If I have two files with DNA sequences and everything is in order (IDs so finding the correct sequence is easy), how do I just merge the two lines into 1 consensus? My example below (not using DNA sequences so it's easier to read)
Note: all ids are identical in the same order, and the length of the sequences are the same. For example if I have file A with:
>id1
THISISA-----
>id2
HELLO-------
>id3
TESTTESTTEST
And a second file B with:
>id1
-------TEST!
>id2
-----WORLD!!
>id3
TESTTESTTEST
My ideal output is simply (in a new file C):
>id1
THISISATEST!
>id2
HELLOWORLD!!
>id3
TESTTESTTEST
I am terrible with strings in python, and so far I've just managed to open each file with readlines and save the content. Essentially, gaps are identified with "-" and if there is a character in either file that can replace the hyphen, I want it to do that.
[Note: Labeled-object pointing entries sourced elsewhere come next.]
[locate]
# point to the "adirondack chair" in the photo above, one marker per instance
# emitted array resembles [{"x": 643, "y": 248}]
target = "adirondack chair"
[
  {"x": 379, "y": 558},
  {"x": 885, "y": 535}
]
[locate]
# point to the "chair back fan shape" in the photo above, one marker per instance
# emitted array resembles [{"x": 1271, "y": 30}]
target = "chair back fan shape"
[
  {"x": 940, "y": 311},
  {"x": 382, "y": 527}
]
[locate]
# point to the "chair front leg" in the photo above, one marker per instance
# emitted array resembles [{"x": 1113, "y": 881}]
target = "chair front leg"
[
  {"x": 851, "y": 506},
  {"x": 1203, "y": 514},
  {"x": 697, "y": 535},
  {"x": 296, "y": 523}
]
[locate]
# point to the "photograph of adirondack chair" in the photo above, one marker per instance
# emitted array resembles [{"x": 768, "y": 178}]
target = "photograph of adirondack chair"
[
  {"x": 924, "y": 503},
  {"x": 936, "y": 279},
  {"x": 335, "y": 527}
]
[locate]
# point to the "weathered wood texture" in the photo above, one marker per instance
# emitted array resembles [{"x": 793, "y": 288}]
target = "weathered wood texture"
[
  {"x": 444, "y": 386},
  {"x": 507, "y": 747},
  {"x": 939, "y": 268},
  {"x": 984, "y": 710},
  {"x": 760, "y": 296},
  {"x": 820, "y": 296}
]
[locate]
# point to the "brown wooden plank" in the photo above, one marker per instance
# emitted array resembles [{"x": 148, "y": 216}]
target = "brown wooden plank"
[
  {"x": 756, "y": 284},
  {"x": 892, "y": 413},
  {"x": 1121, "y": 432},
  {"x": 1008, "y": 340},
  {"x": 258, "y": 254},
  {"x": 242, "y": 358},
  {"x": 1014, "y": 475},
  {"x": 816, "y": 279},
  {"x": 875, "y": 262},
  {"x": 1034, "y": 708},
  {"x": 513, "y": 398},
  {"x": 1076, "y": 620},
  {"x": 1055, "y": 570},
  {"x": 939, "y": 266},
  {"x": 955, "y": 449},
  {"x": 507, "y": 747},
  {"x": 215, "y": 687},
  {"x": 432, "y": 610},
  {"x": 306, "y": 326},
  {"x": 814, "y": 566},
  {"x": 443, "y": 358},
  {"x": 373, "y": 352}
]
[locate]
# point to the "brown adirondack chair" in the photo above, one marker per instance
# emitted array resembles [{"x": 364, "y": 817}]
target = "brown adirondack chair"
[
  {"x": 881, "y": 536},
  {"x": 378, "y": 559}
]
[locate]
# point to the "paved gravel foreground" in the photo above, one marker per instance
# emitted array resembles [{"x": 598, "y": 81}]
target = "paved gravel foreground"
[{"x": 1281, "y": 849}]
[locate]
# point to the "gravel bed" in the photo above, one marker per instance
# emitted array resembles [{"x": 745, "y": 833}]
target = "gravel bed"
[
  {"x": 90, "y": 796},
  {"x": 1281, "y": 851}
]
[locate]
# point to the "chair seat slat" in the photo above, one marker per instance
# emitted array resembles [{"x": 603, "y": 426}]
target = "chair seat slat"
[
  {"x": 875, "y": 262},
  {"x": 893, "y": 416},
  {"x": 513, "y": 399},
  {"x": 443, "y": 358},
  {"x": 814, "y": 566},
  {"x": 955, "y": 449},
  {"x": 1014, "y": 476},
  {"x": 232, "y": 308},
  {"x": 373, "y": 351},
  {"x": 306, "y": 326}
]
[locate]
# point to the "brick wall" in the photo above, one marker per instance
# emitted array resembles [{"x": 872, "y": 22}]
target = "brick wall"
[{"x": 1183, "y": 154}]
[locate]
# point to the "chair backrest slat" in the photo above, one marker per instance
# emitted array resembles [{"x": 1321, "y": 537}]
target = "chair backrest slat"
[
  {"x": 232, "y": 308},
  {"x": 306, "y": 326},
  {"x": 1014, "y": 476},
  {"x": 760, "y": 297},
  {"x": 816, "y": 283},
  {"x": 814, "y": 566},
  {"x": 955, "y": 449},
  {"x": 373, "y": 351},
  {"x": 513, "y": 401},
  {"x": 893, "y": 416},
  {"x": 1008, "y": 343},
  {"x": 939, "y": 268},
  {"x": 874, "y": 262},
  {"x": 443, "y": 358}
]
Just tips on how to start is appreciated, I don't have code to provide other than:
import os
import sys
file1 = sys.argv[1]
file2 = sys.argv[2]
file1_seqs = []
file1_ids = []
with open(file1, "r") as f1:
content1 = f1.readlines()
for i in range(len(content1)):
if i % 2 == 1: # get the DNA sequence
msa1_seqs.append(content1[i])
else:
msa1_ids.append(content1[i])
Repeated the above code to open the second file (file2) and kept the text in lists msa2_seqs and msa2_ids. Now I am just stuck in trying to call the write elements at the same time so I can create another loop to change "-" into characters if any other character exists.